Reputation: 3151
How to recurse into all submodules and save the info to an array? that array should be accessible from outside of git submodule foreach
, in the below example, I am trying to save all the paths which has foo
in it.
$ declare -a paths
$ git submodule foreach --recursive '[[ "$name" = *"foo"* ]] && \
( echo $path; paths+=($path) ) || true'
Entering 'bar-1'
Entering 'foo-1'
foo-1
Entering 'foo-2'
foo-2
Entering 'foo-8'
foo-8
Entering 'foo'
foo
Entering 'baz'
$
$ echo ${paths[@]}
$
Upvotes: 1
Views: 1996
Reputation: 487755
git submodule foreach
runs in a sub-shell. This means there is no direct way to affect the parent shell, and that, in turn, means you need to affect the parent shell indirectly.
There are any number of ways to do this, but a simple one is to write to a file, then use source
or .
to read the file.

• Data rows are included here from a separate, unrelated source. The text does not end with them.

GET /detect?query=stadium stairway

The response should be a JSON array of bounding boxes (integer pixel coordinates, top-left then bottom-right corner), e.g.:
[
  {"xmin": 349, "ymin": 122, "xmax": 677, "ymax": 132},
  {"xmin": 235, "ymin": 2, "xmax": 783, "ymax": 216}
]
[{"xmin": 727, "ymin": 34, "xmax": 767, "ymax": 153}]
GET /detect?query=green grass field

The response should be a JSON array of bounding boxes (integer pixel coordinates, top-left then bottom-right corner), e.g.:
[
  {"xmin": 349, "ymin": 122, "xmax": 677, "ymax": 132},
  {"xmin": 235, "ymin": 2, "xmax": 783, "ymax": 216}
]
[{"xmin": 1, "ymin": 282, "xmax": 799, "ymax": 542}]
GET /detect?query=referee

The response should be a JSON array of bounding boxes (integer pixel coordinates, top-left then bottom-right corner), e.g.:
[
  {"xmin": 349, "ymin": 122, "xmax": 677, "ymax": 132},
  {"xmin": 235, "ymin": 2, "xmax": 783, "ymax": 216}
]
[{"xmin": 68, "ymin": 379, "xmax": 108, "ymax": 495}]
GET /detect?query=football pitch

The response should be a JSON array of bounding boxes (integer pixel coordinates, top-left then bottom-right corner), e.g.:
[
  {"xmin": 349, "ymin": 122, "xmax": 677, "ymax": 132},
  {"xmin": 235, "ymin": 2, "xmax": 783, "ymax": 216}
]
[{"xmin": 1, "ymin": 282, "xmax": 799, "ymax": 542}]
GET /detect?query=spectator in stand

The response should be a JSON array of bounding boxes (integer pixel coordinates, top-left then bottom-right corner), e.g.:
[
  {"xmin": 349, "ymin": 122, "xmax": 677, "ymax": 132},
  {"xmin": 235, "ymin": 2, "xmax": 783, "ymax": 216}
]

Given your syntax above, you are presumably using bash, so:
git submodule foreach --recursive '[[ "$name" = *"foo"* ]] && \
( echo $path; echo "paths+=($path)" >> /tmp/paths ) || true'
source /tmp/paths
rm /tmp/paths
echo ${paths[@]}
Another way to do this is to eval
the output of the foreach, but this is trickier since you then have to be careful with all output. There's a handy trick with exec
for this, to redirect various file descriptors:
exec 1>&3
eval $(command)
where command
expands (via alias or shell function, or script, or whatever) to:
command() {
exec 4>&1 1>&3 3>&-
echo now we can print normally
echo var=value 1>&4 # this is a directive for the "eval"
}
The outer 3>&1
makes a copy of stdout for the inner command
, which then moves its fd 1 to fd 4, moves 3 to 1, and closes 3. Now the inner command's stdout is the same as the outer stdout, while fd 4 is where the items to be eval
-ed go.
Upvotes: 3
Reputation: 60245
Write the values as assignment statements to a temp file. Source the temp file.